Another sign of looming recovery is the renewed interest the investment community is showing in the wireless market. Investment in wireless has been down in recent years as funding has dried up, but there has also been an uncertainty in the investment community in terms of the profitability potential of some of the emerging elements of the wireless market, particularly in applications. While app downloads are skyrocketing, investors have been unsure of consumers’ short and long-term willingness to pay for apps. Nevertheless, investors are anticipating increased wireless investment in 2010, and even in the remainder of 2009, particularly in the areas of mobile advertising and location based services. This trend is already evident, looking at the funding to have emerged out of the third quarter, as two of the most notable startup funding awards went to mobile advertising firms.
As the market is poised for recovery, carriers are investing in their networks to support continued growth in mobile broadband usage. The debate between LTE and WiMAX continues, and although WiMAX actually has more people covered (Clearwire deployed their fourth city, Las Vegas, in the third quarter), it is thought that in the U.S. (and other developed countries) LTE will predominate. To this end, Verizon announced a stepped up LTE deployment plan in the third quarter. However, in emerging countries, particularly Brazil, India, and Russia, WiMAX is anticipated to fair very well as an alternative to landline telephony services. While this is not a new observation for third-quarter, the continued build out of carriers next-gen networks reinforces this expectation.
The carriers aren’t the only ones positioning themselves to dominate the mobile market. OS and handset players are also playing hardball. Google had a strong quarter with several handset wins for Android, including Motorola signing on and HTC committing more than 50 percent of its 2010 shipments to Android-based phones. iPhone continues to be a dominant player in the market, towering over Android-based phones, yet Apple appears to be defensive against Google’s growing competitive threat. Apple responded in the third quarter by banishing Google Voice from the iPhone, a move that was met with federal scrutiny.

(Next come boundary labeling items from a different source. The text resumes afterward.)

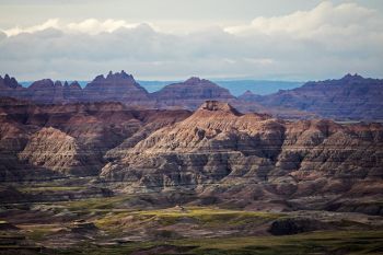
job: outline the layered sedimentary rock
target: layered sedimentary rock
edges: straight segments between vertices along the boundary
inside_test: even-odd
[[[150,105],[149,93],[125,71],[96,77],[84,89],[85,101],[123,102],[129,105]]]
[[[19,159],[32,165],[74,175],[94,175],[100,167],[92,151],[53,127],[42,128],[32,135],[24,150],[19,153]]]
[[[152,93],[158,107],[186,107],[197,108],[207,100],[220,100],[231,102],[235,97],[229,90],[216,83],[193,77],[184,82],[166,85],[162,90]]]
[[[290,123],[212,101],[138,142],[101,176],[127,190],[188,187],[245,204],[323,209],[346,197],[382,197],[382,165],[381,125]]]
[[[187,116],[187,111],[132,111],[121,103],[34,105],[2,98],[0,181],[96,175],[111,149],[129,148],[128,140],[138,142]]]
[[[265,96],[241,96],[264,106],[315,113],[322,117],[383,118],[383,80],[347,74],[339,80],[307,82],[301,88]]]
[[[125,71],[97,76],[84,89],[44,79],[22,88],[8,74],[0,77],[0,96],[11,96],[44,104],[74,102],[120,102],[140,108],[196,109],[206,100],[231,103],[243,113],[268,113],[275,117],[309,119],[383,119],[383,81],[347,74],[339,80],[307,82],[301,88],[281,90],[269,95],[247,91],[237,98],[216,83],[190,78],[148,93]]]

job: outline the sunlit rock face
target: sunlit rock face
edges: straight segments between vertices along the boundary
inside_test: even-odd
[[[196,109],[207,100],[234,101],[235,97],[229,90],[216,83],[193,77],[184,82],[166,85],[162,90],[152,93],[158,107],[184,107]]]
[[[269,107],[293,108],[326,118],[382,119],[383,80],[347,74],[339,80],[307,82],[265,96],[242,96]]]
[[[302,197],[338,192],[381,196],[382,163],[381,125],[283,121],[209,101],[106,164],[101,176],[125,182],[127,189],[192,187],[221,198],[295,199],[302,206]]]
[[[121,102],[129,105],[150,104],[149,93],[125,71],[98,76],[84,89],[84,101]]]
[[[189,115],[188,111],[132,111],[121,103],[34,105],[2,98],[0,182],[96,176],[115,154]]]

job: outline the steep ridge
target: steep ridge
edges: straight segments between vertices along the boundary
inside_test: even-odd
[[[73,175],[94,175],[98,172],[96,157],[79,146],[73,137],[53,127],[42,128],[30,137],[21,161],[51,171]]]
[[[139,135],[148,136],[188,115],[187,111],[132,111],[121,103],[34,105],[3,97],[0,181],[96,175],[111,149],[131,137],[138,142],[146,137]]]
[[[0,96],[43,104],[74,102],[120,102],[136,108],[186,108],[195,111],[206,100],[232,104],[243,113],[268,113],[288,119],[318,117],[339,120],[383,119],[383,80],[347,74],[339,80],[307,82],[301,88],[270,95],[247,91],[237,98],[227,89],[205,79],[190,78],[148,93],[125,71],[98,76],[85,89],[79,83],[63,84],[44,79],[22,88],[8,74],[0,77]]]
[[[121,72],[96,77],[84,89],[85,101],[121,102],[129,105],[150,105],[149,93],[131,74]]]
[[[347,74],[339,80],[307,82],[262,97],[244,97],[264,106],[315,113],[327,118],[383,119],[383,80]]]
[[[290,123],[210,101],[106,164],[101,176],[125,190],[194,188],[252,207],[323,209],[382,197],[382,163],[381,125]]]
[[[196,109],[206,100],[231,102],[235,98],[229,90],[197,77],[166,85],[162,90],[152,93],[152,97],[156,101],[156,107],[177,106],[189,109]]]

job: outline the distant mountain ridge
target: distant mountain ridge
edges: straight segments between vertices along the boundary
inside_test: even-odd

A variety of federal regulation agencies, including the Federal Trade Commission, the Federal Communications Commission, the Department of Justice, and Congress, are looking closely at what is happening in the wireless market. These agencies are monitoring carriers and handset manufacturers for monopoly concerns as well as the legality of exclusive handset deals, which given their significant impact on a carrier’s success (e.g., the iPhone’s impact on AT&T) are thought to limit competition in the market. The mobile market is evolving rapidly and it is likely that the legal issues surrounding the market will continue to heat up in the months ahead.